Перепуганный Радован спросил:
– Не говорил? А кто вообще разговаривал?
Петрониевич замотал головой.
– Никто из наших. Но, насколько я знаю, это сделал отец парня. Они, наверное, еще с войны знакомы.
Миокович недовольно махнул рукой.
– Да при чем тут вообще отец! Если эти мудозвоны с того берега Савы, – он имел в виду центральный комитет партии, – узнают, что кто-то из наших утверждает, будто консультировался с ним, а на самом деле ничего такого не было, – знаешь, что они с нами сделают?
– Но, – убежденно продолжил Светик, – товарищ Стане потом разговаривал с кем-то из Верховного суда, скорее всего, с его председателем, и с окружным прокурором. Я об этом в суде узнал.
Шеф конторы все еще не мог поверить ему, но все-таки с облегчением бросил на стол портфель.
– Тогда что им вообще надо? Пусть товарищи между собой вопросы порешают, а то сами не знают, чего хотят! Каждый о своем! Не я должен исправлять юридическую политику в этой стране! И не собираюсь, вот те крест, отвечать за это дело!
Тем не менее наряду с сомнениями по городу еще убедительнее поползли слухи о том, что те, наверху, именно так договорились о приговоре Андрею, причем не без помощи отца осужденного. Это событие истолковали как первый шаг в осуществлении решения партии, принятого не без давления Запада, наконец-то взяться за проведение либеральной политики. И это вызывало радость в рядах интеллигенции. При этом Светислава Петрониевича сочли серьезным участником дела и важным советником политических деятелей.
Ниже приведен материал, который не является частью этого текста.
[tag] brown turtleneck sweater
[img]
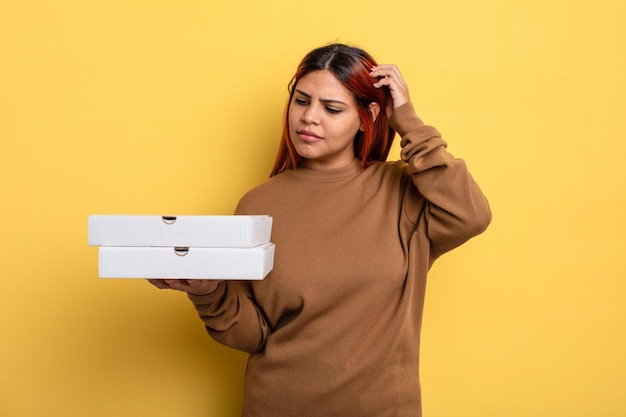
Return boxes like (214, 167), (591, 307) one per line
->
(189, 103), (491, 417)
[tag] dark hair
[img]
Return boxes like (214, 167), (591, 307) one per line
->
(270, 43), (395, 176)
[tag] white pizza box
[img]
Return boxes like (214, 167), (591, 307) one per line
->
(88, 215), (272, 248)
(98, 242), (275, 280)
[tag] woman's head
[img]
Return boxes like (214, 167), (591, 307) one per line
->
(272, 44), (394, 175)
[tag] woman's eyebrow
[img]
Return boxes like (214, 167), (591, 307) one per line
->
(296, 88), (347, 106)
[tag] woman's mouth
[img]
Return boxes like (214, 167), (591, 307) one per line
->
(297, 130), (322, 143)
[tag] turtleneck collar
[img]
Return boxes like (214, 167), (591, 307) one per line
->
(288, 159), (362, 181)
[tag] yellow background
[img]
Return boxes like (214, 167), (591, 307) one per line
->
(0, 0), (626, 417)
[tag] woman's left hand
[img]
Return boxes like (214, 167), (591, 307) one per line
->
(370, 64), (411, 117)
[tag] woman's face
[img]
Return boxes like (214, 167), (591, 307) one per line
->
(289, 70), (362, 169)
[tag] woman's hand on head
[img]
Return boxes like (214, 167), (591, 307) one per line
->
(370, 64), (411, 116)
(148, 279), (222, 295)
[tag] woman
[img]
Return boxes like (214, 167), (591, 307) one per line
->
(151, 44), (491, 417)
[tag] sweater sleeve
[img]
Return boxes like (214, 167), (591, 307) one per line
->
(188, 281), (269, 353)
(390, 103), (491, 259)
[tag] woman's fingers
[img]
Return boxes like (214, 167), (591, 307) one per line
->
(370, 64), (410, 109)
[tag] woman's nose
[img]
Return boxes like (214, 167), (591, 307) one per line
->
(302, 105), (319, 124)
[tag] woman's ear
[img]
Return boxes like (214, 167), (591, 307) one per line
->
(359, 102), (380, 130)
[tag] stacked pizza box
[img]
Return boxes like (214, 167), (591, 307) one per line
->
(88, 215), (275, 280)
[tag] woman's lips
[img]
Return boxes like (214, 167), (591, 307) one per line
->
(298, 130), (322, 143)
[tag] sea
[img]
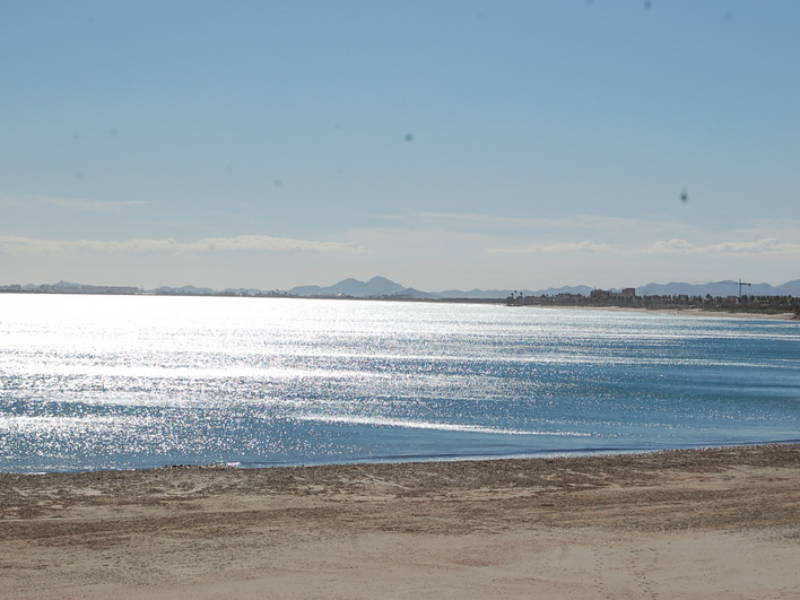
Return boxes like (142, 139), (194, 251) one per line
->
(0, 294), (800, 473)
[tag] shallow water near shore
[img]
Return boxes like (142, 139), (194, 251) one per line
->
(0, 294), (800, 472)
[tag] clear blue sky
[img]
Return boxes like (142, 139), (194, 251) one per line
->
(0, 0), (800, 289)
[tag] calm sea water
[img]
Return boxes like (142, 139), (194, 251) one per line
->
(0, 294), (800, 472)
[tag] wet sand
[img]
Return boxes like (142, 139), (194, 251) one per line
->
(0, 445), (800, 600)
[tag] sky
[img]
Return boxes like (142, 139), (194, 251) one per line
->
(0, 0), (800, 290)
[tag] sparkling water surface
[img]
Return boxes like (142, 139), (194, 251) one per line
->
(0, 294), (800, 472)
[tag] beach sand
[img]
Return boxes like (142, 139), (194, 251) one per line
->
(0, 445), (800, 600)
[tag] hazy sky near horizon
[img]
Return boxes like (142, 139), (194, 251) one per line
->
(0, 0), (800, 290)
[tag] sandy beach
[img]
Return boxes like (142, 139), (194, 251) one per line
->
(0, 445), (800, 599)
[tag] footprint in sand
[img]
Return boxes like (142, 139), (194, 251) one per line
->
(626, 547), (659, 600)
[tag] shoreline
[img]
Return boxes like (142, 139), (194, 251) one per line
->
(532, 305), (797, 321)
(0, 444), (800, 600)
(6, 439), (800, 481)
(0, 292), (798, 321)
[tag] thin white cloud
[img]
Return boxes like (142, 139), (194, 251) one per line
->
(647, 238), (800, 256)
(416, 212), (687, 231)
(0, 235), (361, 254)
(488, 240), (613, 254)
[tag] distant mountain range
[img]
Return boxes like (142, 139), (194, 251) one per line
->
(289, 276), (592, 299)
(0, 276), (800, 299)
(289, 276), (800, 299)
Через пару месяцев после процесса об этом во Дворце юстиции под кофеек с ним на эту завел разговор один адвокат, которого все считали хорошо информированным.
– Ну что, – спросил его человек, – те, на другом берегу Савы, согласились с приговором твоему парню?
Светик не мог удержаться от многозначительной таинственной фразы:
– Знаешь, не стоит слепо верить всему…
– Рассказывай мне, – сказал тот. – Это ты ловко устроил! Ты хорошо выстроил защиту? Или судья Драгиша посмел самостоятельно такой приговор вынести? По политическому процессу?
Петрониевич понял, что может попасть в неприятную ситуацию, и потому повторил:
– Вот я тебе и говорю. Не стоит слепо верить слухам.
В последующие дни вся эта история стала хитом в канцелярии на Симиной улице. Всю правду о событии знала только Милеса, которой Светик во всем признался. Но ни она, ни он никогда так и не подвергнут сомнению догадки коллег.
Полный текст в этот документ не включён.